ジョナサン・キャロル「パニックの手」

パニックの手 (創元推理文庫)

パニックの手 (創元推理文庫)

不思議で暗い結末を持つ短編を集めた物。犬が病気の少女を介して飼い主に不吉な予言をはじめたり、友人の妄想が実体化した素敵な男性が主人公とよからぬ企みを企画したり、ハウスキーパーに偽装した神が嫌な過去を思い出させたり、末期癌を告知された男が秋物の洋服の新作を買いあさったり、狼男を探知する犬がつぎつぎと狼男を発見してしまったりする、そんな感じのお話。

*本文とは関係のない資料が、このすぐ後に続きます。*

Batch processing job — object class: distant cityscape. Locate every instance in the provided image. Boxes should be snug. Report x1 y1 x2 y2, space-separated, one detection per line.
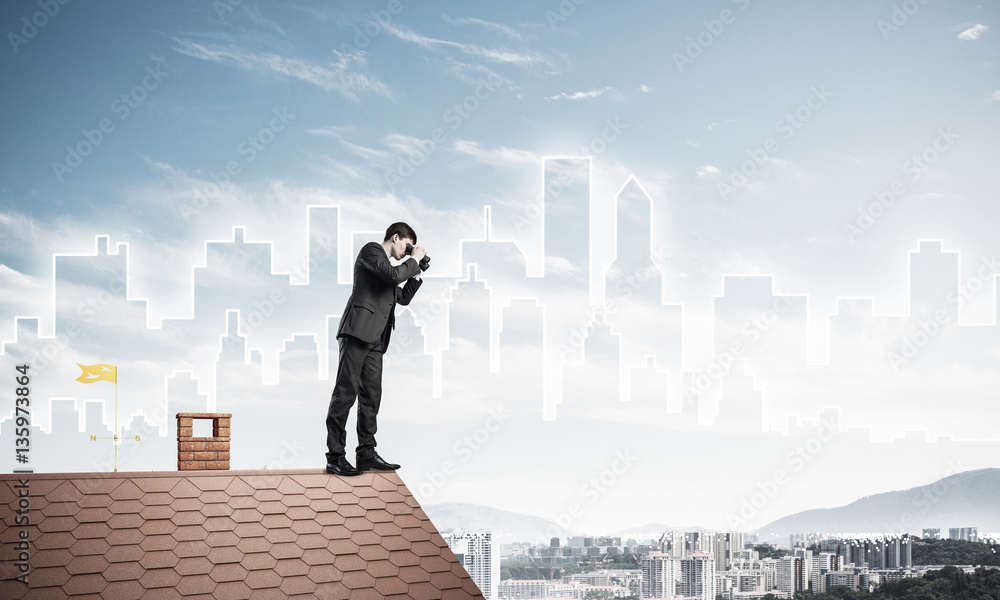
443 527 1000 600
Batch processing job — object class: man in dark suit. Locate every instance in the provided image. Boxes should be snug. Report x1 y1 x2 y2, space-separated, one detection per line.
326 223 425 475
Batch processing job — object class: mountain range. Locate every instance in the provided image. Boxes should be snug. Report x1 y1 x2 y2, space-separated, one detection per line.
423 469 1000 545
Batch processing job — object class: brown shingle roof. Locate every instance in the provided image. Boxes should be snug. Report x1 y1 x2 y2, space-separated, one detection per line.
0 470 483 600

帯に津原泰水が「読者の人生をくるわせるほどのかっこよさである」と激賞していたので購入。後書きも津原氏でそれをよむとなるほど、人生がくるってしまっている。こういうホラー風味のある小説、しかも短編集で翻訳物は最も苦手とするところだが、それでもずいぶん楽しめたのは、その後書きにも書かれているとおり「かっこよさ」が充分に感じられるからだと思われる。物語の切れ味は良くテンポも軽快、終わり方もありがちな落ちではなく、不条理さがちゃんと理解される前にさっさとお話をしまい込んでしまう、不思議と意地の悪いものでとても良い。翻訳も見事、淡々としてしかし物語のモーメントを逃がさず力強い。なんだか良く意味の分からない話も多いが、それも面白い。内田百ケンの短編を読んでいるような、楽しい不条理感があった。末期癌の男が高価な服を買いまくり、恋人を作って病気を告白、恋人が泣いて終わるだけの話「秋物コレクション」が一番楽しめたなあ。